À la fin des années 1990, Gazprom avait non seulement maintenu son intégrité opérationnelle impressionnante à travers une période de transition nationale extrêmement tumultueuse, mais avait également solidifié sans équivoque son statut de grande entreprise énergétique internationale. Sa privatisation partielle lui avait en effet permis d'accéder aux marchés de capitaux internationaux, notamment par l'émission de certificats de dépôt américains (ADR) sur la Bourse de Londres et sur les marchés de gré à gré aux États-Unis à partir de 1996, ce qui a fourni un flux crucial d'investissements étrangers. Néanmoins, la participation significative et souvent majoritaire de l'État a assuré une influence gouvernementale continue sur sa direction stratégique et ses nominations clés. L'entreprise a constamment fourni du gaz naturel vital à l'Europe, naviguant à travers des défis de transit complexes et souvent contentieux via des États nouvellement indépendants tels que l'Ukraine, la Biélorussie et la Moldavie. Ces défis impliquaient fréquemment des disputes sur les frais de transit, des allégations de siphonnage de gaz non autorisé et des problèmes de non-paiement, que Gazprom a gérés grâce à une combinaison de négociations difficiles et d'accords intergouvernementaux bilatéraux, prouvant ainsi sa résilience et sa capacité diplomatique dans un paysage géopolitique en rapide évolution. Sa capacité sans précédent à générer des revenus en devises fortes considérables grâce aux exportations européennes – représentant souvent plus de 25 % des revenus totaux en devises fortes de la Russie durant cette période – en a fait un pilier indispensable de l'économie russe en difficulté. Cette position financière robuste a effectivement isolé Gazprom de certaines des crises plus profondes qui ont affecté d'autres secteurs, notamment le défaillance financière dévastatrice de 1998 et la crise du rouble, qui ont vu de nombreuses autres entreprises russes s'effondrer ou nécessiter des renflouements de l'État.
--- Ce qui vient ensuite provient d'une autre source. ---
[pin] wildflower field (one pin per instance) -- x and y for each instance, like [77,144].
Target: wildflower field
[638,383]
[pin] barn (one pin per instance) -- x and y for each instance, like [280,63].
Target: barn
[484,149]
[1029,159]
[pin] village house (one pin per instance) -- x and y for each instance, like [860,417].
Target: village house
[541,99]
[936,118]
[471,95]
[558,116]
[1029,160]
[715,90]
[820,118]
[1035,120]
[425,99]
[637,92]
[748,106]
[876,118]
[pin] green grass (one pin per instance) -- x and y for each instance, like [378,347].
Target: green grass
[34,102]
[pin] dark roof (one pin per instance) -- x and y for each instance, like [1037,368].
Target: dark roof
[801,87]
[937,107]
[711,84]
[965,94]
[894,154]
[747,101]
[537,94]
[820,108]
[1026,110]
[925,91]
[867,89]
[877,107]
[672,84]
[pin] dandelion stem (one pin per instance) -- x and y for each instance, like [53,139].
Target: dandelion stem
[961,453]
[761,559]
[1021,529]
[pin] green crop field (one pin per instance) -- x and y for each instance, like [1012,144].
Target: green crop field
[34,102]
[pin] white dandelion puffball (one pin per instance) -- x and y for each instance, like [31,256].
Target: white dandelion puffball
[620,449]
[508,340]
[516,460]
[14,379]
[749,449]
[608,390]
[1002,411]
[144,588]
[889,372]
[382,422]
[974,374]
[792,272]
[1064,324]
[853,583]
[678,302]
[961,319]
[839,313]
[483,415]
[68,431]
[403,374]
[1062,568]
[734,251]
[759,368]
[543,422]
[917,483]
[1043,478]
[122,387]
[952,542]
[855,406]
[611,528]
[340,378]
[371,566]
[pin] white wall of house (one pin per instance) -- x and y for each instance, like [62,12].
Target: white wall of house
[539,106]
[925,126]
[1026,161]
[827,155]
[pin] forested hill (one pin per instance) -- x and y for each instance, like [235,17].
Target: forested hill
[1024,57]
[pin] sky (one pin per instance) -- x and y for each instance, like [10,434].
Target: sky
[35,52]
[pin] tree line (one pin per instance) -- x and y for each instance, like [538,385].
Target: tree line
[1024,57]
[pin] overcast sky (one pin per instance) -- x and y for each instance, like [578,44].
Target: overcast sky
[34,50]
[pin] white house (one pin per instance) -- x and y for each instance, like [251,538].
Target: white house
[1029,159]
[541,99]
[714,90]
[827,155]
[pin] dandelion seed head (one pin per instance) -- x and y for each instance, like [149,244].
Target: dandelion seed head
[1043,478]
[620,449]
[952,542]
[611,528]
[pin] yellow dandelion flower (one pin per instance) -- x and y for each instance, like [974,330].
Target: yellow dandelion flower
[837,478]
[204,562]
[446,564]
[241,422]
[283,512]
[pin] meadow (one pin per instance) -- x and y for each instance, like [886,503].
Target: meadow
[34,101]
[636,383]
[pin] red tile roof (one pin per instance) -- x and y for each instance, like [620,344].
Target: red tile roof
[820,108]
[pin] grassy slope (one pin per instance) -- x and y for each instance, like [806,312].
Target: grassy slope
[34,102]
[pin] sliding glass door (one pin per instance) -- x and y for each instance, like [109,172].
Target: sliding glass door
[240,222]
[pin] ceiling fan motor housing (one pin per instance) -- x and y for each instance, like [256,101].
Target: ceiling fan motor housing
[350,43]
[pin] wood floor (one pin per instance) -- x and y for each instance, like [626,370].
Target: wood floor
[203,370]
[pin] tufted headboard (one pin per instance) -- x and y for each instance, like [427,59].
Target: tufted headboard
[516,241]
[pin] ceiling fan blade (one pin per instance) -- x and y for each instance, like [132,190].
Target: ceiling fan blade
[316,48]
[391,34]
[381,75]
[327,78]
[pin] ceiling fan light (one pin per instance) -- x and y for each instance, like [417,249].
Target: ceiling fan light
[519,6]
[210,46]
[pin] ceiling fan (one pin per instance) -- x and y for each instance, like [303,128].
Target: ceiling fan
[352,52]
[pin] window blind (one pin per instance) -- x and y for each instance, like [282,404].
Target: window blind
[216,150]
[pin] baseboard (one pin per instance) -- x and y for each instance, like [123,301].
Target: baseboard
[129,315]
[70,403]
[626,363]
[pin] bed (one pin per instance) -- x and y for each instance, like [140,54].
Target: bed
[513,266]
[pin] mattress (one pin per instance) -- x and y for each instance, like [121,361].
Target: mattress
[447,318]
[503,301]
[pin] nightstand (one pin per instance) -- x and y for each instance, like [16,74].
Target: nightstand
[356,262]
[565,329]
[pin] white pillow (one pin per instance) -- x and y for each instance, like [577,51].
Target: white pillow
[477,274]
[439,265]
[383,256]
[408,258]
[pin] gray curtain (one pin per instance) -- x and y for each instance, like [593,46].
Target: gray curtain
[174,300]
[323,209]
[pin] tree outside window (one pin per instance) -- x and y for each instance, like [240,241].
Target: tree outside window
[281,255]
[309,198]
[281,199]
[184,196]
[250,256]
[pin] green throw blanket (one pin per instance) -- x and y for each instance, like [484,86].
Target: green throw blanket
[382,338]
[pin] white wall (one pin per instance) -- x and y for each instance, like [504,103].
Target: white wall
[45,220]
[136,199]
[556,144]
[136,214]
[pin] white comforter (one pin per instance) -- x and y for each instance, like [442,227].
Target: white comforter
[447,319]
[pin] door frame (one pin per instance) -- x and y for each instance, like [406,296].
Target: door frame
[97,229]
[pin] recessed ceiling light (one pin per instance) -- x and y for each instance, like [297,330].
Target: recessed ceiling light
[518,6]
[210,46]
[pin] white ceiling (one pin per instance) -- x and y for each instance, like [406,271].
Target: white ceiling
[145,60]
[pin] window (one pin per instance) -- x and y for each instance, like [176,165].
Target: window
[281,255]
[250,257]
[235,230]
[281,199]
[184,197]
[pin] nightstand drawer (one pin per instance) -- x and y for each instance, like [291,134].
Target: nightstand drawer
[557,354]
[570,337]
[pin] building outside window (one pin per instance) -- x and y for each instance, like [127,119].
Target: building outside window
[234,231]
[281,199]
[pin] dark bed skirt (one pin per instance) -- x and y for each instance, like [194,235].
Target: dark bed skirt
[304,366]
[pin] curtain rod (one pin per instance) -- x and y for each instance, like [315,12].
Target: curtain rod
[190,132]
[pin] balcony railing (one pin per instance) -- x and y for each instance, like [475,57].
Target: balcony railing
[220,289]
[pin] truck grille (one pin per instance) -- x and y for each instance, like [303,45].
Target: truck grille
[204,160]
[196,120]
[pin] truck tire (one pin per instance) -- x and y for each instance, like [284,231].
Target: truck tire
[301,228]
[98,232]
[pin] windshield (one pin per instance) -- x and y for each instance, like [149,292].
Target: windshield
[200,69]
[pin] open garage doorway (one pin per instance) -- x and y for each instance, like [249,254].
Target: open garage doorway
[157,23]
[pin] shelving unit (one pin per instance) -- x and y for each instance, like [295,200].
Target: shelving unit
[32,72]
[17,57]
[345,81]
Au cours de cette décennie formative, les rapports de l'industrie et les analyses financières ont constamment observé l'influence croissante de Gazprom s'étendant bien au-delà de simples transactions commerciales. Ses immenses ressources financières, son importance stratégique en tant que monopole naturel et son rôle en tant que plus grande entité corporative de Russie (en termes de revenus et d'actifs) signifiaient qu'elle jouait un rôle de plus en plus actif, presque gouvernemental, dans la formulation de la politique économique intérieure, contribuant aux programmes de bien-être social dans les régions productrices de gaz, et renforçant la stabilité régionale. Les rapports annuels de l'entreprise mettaient en avant non seulement sa solide performance financière – avec des revenus atteignant environ 20 milliards de dollars à la fin des années 1990 – mais aussi sa contribution substantielle aux revenus fédéraux, soulignant son rôle dual et souvent imbriqué en tant qu'entreprise commerciale et actif national stratégique. Le flux constant et ininterrompu de gaz vers les clients domestiques et internationaux, même face à de graves bouleversements politiques et à des incertitudes économiques profondes au sein de la Russie et de ses États de transit, a puissamment démontré l'habileté opérationnelle de Gazprom et son engagement indéfectible envers la sécurité d'approvisionnement. Cet engagement a cimenté sa position en tant qu'acteur de marché fiable et indispensable au sein du complexe énergétique mondial. Cette période de percée de croissance robuste, de consolidation stratégique et d'ingéniosité financière a irrévocablement établi Gazprom en tant qu'entité énergétique prééminente, un pilier vital de l'État russe, et préparée pour sa prochaine phase de transformation stratégique significative au XXIe siècle.